In the context of this plan, governments, municipalities, civil-society organisations, private-sector companies, scientific institutes and other players were invited to submit tangible measures to implement the NUA. By the end of the conference, a mere 64 commitments were made. This number is tiny. By comparison, some 11,000 projects were announced at the climate conference in Paris in December 2015.
One of Quito’s few national-level initiatives was launched by Germany’s Federal Ministry for Economic Cooperation and Development (BMZ). It is called Transformative Urban Mobility Initiative (TUMI). The BMZ has been promoting urban infrastructure and good municipal governance as focus issues for some time. In cooperation with KfW Development Bank, it will make € 1 billion available for building and expanding sustainable transport options in developing countries and emerging markets as early as next year. One thousand experts and managers involved in urban mobility will be trained. Moreover, innovative pilot projects in small and mid-sized towns will get support.
All in all, however, national governments only announced four initiatives in Quito. Municipal authorities announced seven. The majority of proposals were small. They were made by grassroots organisations that focus on maintaining green spaces, generating employment or promoting the social inclusion of the youth.
The Quito Implementation Plan categorises all initiatives according to topics such as housing and infrastructure, social cohesion and justice et cetera. It does not state, however, how the various commitments are supposed to add up to a holistic urban development strategy at a global level.

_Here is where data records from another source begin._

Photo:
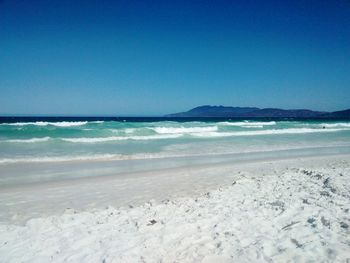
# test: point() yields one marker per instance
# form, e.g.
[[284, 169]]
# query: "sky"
[[147, 58]]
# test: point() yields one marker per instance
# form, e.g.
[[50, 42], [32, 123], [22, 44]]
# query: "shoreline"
[[22, 202], [270, 211]]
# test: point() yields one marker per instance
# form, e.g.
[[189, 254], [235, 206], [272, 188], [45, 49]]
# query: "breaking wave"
[[44, 123], [32, 140], [183, 130]]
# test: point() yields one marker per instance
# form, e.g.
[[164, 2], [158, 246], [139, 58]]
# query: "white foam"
[[336, 125], [60, 159], [183, 130], [265, 132], [32, 140], [120, 138], [44, 123], [248, 124]]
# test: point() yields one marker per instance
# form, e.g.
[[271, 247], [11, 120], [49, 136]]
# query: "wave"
[[44, 123], [183, 130], [120, 138], [62, 158], [32, 140], [336, 125], [265, 132], [248, 124]]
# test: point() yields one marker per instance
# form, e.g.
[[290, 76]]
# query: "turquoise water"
[[43, 141]]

Success will thus depend on the action of national and municipal governments. The strong interest that municipal leaders have showed in Habitat III inspires some optimism. They matter very much, and their relevance will keep growing. When Habitat II took place in Istanbul 20 years ago, urban development was something of a niche topic in global development debate, but cities are increasingly understood to be the focal centres where sustainable development must happen.
Eva Dick is a senior researcher at the German Development Institute (DIE-GDI). Ahead of Habitat III, she provided advice to Germany’s Federal Ministry for Economic Cooperation and Development (BMZ). This essay spells out her personal views.